Ayant ainsi, en trois semaines, accompli sa tâche en Bulgarie, Omer-Pacha s’en retourna en toute hâte, avec sa suite seulement, rejoindre son corps d’année à Iéni-Bazar. Là, il reçut de Serajevo et de la Craîne l’avis que les Bosniaques mahométans regardaient son hésitation à pénétrer dans l’intérieur de la Bosnie comme une preuve de faiblesse, et qu’ils prédisaient d’un ton railleur « qu’Omer-Pacha laisserait sa réputation en Bosnie, » ajoutant que, si leurs compatriotes les pachas et beys retenus dans le camp de Serajevo ne leur étaient pas rendus sous peu, ils iraient les délivrer. Ces menaces engagèrent Omer-Pacha à hâter sa marche sur Serajevo, et ce mouvement fut effectué malgré de graves difficultés de terrain. La Bosnie n’est qu’une grande forteresse défendue au sud et à l’ouest par d’énormes crêtes de rochers que traversent un petit nombre de défilés, tandis qu’à l’est se trouvent les montagnes qui s’étagent du nord-ouest au sud-est, de Vischegrad à Senitza, et le profond fossé de la Drina. Pour être maître de la Bosnie, il faut pénétrer à Travnik et à Serajevo, c’est-à-dire dans la grande, concavité triangulaire qui occupe le centre de cette forteresse naturelle, et qui présente à son angle septentrional le château élevé de Vranduk, à son angle oriental Serajevo et son amphithéâtre de montagnes formidables, à son angle occidental le défilé de Travnik, et plus loin la forteresse de Jaïtza.

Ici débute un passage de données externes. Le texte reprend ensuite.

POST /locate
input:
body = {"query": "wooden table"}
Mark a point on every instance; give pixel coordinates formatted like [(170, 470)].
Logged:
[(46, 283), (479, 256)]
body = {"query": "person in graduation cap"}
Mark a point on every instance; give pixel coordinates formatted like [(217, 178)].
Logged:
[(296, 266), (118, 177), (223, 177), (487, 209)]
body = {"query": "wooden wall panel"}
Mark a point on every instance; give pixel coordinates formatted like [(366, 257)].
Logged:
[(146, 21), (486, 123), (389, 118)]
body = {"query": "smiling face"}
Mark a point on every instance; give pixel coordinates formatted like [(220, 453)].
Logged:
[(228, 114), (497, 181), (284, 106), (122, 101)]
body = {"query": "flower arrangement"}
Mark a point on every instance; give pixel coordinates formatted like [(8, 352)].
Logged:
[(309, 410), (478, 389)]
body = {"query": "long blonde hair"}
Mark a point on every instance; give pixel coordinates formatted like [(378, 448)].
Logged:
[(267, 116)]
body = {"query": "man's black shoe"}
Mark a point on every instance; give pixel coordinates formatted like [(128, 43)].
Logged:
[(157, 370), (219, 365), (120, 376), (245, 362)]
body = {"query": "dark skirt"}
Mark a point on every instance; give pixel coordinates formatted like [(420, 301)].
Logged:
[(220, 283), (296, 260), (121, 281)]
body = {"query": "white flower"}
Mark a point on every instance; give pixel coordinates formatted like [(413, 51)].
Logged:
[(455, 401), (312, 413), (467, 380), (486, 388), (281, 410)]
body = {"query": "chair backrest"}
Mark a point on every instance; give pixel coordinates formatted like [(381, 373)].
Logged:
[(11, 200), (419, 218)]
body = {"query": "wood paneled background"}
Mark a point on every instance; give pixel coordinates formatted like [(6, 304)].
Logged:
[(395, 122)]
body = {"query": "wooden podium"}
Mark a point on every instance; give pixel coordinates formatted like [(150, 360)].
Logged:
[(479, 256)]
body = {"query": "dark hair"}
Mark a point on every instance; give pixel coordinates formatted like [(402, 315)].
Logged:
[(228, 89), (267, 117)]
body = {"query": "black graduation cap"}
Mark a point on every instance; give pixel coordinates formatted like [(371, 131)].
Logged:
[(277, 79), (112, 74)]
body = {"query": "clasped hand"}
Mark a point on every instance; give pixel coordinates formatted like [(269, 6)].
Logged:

Il suffit de jeter les yeux sur la carte de cette province pour reconnaître combien sont justes les expressions par lesquelles les Hongrois, pour excuser leur retraite de ce pays en 1464, caractérisaient la Bosnie : Arces jugis impositoe opere et naturâ munitoe, regio minantibus in coelum scopulis aspera !

  1. Il y a encore dans les districts du sud de la Serbie plus de huit mille musulmans qui sont obligés de suivre les lois établies dans cette principauté.